A study by Weill Cornell Medicine confirms that lenacapavir shows minimal resistance in Uganda, bolstering its potential as an effective HIV treatment. With only 1.6% of patients harboring resistance mutations, the findings are crucial for managing HIV in East Africa, where resistance to current therapies is a growing concern. The research underscores the importance of continued monitoring as lenacapavir is introduced into the region.

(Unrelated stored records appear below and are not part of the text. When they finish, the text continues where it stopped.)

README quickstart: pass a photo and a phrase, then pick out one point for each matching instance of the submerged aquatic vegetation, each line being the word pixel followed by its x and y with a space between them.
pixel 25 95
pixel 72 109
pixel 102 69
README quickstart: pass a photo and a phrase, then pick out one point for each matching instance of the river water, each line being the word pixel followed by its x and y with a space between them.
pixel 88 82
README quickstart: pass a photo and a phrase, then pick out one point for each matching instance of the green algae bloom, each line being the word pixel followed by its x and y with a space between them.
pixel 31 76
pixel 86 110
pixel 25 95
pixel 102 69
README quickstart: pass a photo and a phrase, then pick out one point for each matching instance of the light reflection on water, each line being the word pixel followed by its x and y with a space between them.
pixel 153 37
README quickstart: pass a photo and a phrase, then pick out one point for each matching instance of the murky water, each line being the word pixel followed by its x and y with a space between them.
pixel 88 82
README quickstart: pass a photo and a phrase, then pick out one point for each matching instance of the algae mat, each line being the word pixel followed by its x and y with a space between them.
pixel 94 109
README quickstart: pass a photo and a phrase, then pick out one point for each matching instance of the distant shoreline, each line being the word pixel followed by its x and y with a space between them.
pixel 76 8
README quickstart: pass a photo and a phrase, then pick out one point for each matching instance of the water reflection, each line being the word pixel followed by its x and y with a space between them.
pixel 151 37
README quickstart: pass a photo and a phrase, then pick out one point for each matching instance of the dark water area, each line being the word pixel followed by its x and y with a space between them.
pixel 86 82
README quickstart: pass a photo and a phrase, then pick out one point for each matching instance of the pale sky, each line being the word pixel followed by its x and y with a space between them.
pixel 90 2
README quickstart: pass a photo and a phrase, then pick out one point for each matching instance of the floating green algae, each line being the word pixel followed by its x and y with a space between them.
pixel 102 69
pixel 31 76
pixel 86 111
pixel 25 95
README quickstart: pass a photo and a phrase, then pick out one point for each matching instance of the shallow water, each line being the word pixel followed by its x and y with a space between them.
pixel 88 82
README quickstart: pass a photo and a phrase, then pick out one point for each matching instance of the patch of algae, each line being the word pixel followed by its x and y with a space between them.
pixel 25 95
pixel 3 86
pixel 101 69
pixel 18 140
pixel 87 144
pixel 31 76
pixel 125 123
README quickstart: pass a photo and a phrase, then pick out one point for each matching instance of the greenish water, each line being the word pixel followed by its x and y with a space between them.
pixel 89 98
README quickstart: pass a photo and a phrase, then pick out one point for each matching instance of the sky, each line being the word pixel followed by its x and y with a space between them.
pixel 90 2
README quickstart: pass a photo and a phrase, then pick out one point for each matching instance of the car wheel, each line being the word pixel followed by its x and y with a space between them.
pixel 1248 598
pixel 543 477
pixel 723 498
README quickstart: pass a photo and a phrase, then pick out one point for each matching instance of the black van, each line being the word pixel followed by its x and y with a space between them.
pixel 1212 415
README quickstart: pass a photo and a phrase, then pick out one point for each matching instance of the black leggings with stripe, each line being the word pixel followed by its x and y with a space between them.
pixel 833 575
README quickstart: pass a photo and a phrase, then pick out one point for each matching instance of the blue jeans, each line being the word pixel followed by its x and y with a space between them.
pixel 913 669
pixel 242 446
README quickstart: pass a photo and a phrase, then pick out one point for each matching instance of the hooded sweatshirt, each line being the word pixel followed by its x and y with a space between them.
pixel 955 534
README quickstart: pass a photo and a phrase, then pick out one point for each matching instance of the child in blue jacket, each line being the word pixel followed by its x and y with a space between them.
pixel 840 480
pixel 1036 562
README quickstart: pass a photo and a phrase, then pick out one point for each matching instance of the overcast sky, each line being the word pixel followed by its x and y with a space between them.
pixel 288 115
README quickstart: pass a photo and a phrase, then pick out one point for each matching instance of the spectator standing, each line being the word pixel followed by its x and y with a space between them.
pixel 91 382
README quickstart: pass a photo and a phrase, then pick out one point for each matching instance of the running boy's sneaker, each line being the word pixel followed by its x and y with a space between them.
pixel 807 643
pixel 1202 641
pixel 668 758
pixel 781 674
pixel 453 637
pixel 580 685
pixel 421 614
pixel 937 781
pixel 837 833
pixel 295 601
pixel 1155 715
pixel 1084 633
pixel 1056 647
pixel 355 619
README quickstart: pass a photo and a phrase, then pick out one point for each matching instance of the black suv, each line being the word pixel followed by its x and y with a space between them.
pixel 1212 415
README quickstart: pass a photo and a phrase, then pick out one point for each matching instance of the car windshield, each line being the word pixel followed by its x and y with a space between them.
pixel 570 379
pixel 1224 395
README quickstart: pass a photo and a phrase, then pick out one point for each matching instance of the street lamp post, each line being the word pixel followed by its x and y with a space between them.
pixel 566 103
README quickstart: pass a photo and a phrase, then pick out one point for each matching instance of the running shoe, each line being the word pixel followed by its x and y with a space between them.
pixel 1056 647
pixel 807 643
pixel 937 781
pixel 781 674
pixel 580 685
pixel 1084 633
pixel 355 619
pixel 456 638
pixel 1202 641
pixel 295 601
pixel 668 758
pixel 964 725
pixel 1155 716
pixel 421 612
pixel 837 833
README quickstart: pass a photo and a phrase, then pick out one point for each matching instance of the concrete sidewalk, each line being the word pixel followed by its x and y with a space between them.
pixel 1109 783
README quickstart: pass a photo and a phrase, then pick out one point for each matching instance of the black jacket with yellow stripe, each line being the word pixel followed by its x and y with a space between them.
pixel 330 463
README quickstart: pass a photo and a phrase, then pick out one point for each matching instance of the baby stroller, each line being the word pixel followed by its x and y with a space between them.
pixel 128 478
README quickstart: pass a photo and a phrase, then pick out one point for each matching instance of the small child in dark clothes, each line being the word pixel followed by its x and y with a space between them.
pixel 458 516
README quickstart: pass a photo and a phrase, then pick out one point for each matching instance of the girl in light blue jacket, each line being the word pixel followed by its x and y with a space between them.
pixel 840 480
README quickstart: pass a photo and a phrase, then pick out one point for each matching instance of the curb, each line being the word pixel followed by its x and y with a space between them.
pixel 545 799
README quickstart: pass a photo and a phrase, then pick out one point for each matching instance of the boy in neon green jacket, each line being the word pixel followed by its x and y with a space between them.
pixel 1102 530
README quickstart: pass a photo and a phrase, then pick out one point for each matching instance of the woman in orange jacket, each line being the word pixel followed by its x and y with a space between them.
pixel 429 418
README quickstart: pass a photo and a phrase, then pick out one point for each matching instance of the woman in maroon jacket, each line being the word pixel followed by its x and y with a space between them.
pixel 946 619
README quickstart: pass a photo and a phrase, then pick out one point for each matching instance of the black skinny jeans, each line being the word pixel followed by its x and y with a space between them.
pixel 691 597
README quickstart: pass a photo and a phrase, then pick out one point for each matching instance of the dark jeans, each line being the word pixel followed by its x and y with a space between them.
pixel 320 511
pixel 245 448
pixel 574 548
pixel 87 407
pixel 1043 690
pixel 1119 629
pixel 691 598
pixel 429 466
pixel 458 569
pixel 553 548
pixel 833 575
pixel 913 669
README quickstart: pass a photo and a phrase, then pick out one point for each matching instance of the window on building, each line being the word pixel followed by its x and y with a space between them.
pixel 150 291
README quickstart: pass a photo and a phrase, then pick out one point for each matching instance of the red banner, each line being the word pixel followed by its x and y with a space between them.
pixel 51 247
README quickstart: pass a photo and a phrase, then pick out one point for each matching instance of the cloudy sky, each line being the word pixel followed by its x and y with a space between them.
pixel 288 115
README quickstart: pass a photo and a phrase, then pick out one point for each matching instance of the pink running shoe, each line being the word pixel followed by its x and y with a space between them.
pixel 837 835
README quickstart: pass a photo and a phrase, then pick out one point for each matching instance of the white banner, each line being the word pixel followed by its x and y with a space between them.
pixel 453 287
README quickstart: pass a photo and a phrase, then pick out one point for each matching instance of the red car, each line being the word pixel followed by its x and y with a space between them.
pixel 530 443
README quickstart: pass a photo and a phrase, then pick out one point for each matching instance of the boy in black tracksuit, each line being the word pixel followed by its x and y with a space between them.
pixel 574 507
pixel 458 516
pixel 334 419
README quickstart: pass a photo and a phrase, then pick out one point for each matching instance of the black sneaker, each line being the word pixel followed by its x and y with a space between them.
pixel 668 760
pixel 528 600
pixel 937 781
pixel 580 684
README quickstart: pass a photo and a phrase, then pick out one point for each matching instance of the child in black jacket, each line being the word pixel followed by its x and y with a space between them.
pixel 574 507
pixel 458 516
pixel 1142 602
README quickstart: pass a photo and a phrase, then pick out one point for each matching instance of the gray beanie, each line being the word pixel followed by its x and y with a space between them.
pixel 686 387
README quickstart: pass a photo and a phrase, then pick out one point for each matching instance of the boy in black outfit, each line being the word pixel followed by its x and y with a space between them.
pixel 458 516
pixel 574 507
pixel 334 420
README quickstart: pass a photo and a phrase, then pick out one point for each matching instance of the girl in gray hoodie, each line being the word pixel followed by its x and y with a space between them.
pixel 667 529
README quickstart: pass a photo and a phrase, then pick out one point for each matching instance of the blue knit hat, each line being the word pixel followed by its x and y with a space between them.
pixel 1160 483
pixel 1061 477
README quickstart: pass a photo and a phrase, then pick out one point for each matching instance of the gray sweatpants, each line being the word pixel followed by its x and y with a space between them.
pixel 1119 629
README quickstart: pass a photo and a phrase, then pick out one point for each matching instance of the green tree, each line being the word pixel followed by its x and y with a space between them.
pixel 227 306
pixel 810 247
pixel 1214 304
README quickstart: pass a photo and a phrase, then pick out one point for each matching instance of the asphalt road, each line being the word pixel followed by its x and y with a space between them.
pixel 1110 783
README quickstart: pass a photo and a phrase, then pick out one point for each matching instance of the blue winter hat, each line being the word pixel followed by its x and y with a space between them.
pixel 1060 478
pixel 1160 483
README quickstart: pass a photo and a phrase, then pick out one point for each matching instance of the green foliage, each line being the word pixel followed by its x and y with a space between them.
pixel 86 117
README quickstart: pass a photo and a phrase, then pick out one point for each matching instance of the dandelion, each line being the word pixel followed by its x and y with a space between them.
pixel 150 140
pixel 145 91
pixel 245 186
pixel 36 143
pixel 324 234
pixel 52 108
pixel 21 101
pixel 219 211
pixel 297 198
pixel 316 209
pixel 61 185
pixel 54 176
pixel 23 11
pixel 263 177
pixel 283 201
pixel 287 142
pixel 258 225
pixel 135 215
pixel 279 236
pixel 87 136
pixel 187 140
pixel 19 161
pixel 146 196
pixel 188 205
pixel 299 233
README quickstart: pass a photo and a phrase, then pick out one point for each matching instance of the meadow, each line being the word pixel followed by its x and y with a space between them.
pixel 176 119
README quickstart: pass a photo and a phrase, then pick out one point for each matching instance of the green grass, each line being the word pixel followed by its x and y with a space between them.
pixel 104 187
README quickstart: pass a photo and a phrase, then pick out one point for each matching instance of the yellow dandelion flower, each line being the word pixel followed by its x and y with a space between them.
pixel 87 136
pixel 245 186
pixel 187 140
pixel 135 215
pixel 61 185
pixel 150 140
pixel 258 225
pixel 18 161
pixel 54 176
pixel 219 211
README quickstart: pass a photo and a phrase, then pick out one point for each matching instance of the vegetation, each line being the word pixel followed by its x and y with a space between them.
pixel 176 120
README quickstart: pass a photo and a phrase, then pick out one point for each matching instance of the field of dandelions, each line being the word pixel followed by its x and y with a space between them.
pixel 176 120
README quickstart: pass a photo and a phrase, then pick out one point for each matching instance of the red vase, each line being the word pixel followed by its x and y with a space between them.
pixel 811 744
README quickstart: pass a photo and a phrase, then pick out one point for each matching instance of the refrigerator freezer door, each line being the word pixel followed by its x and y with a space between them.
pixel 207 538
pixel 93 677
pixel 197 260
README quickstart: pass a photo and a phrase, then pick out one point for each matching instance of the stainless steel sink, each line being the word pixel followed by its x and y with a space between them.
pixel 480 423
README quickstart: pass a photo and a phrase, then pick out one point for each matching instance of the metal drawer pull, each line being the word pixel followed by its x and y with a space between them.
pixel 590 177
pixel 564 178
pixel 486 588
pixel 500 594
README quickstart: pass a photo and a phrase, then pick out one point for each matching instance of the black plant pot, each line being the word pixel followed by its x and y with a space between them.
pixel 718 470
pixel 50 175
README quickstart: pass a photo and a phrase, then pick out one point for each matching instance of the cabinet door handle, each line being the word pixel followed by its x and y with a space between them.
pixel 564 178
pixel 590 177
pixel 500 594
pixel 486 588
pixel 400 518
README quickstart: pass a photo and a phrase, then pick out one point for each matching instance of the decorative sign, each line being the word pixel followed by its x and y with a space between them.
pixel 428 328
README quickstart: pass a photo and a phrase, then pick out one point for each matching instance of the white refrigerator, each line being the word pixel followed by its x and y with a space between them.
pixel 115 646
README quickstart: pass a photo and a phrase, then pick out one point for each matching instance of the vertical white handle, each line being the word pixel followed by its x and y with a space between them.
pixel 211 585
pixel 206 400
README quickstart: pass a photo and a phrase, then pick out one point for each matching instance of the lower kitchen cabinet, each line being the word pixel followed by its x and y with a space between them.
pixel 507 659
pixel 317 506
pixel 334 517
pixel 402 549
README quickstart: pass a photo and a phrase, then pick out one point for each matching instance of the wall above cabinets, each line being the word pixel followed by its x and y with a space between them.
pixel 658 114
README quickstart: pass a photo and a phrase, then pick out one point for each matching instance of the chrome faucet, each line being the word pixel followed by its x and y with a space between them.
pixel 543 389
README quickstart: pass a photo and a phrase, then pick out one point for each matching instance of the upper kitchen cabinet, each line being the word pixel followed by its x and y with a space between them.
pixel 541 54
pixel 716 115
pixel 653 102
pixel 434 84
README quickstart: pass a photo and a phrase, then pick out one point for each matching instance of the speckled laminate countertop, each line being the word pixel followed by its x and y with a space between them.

A recent multinational study led by researchers from Weill Cornell Medicine has demonstrated minimal natural resistance to the new HIV therapy, lenacapavir, among Ugandan patients. Published in the Journal of Antimicrobial Chemotherapy, the findings reinforce lenacapavir’s potential as a significant addition to global efforts against HIV, especially in Uganda, where an estimated 1.5 million individuals are living with the virus.
According to Guinevere Lee, a senior author of the study, only 1.6% of the patients examined exhibited HIV strains with known lenacapavir resistance mutations. This suggests that lenacapavir may be effective against prevalent strains of HIV circulating in East Africa, a crucial insight in the ongoing battle against the virus.
Since the 1990s, HIV treatment regimens utilizing multiple drugs targeting different stages of the virus’s life cycle have significantly reduced viral loads to undetectable levels. However, growing concerns regarding drug resistance necessitated alternative approaches, making lenacapavir—capable of disrupting the virus’s protective capsid layer—a promising candidate in the fight against HIV.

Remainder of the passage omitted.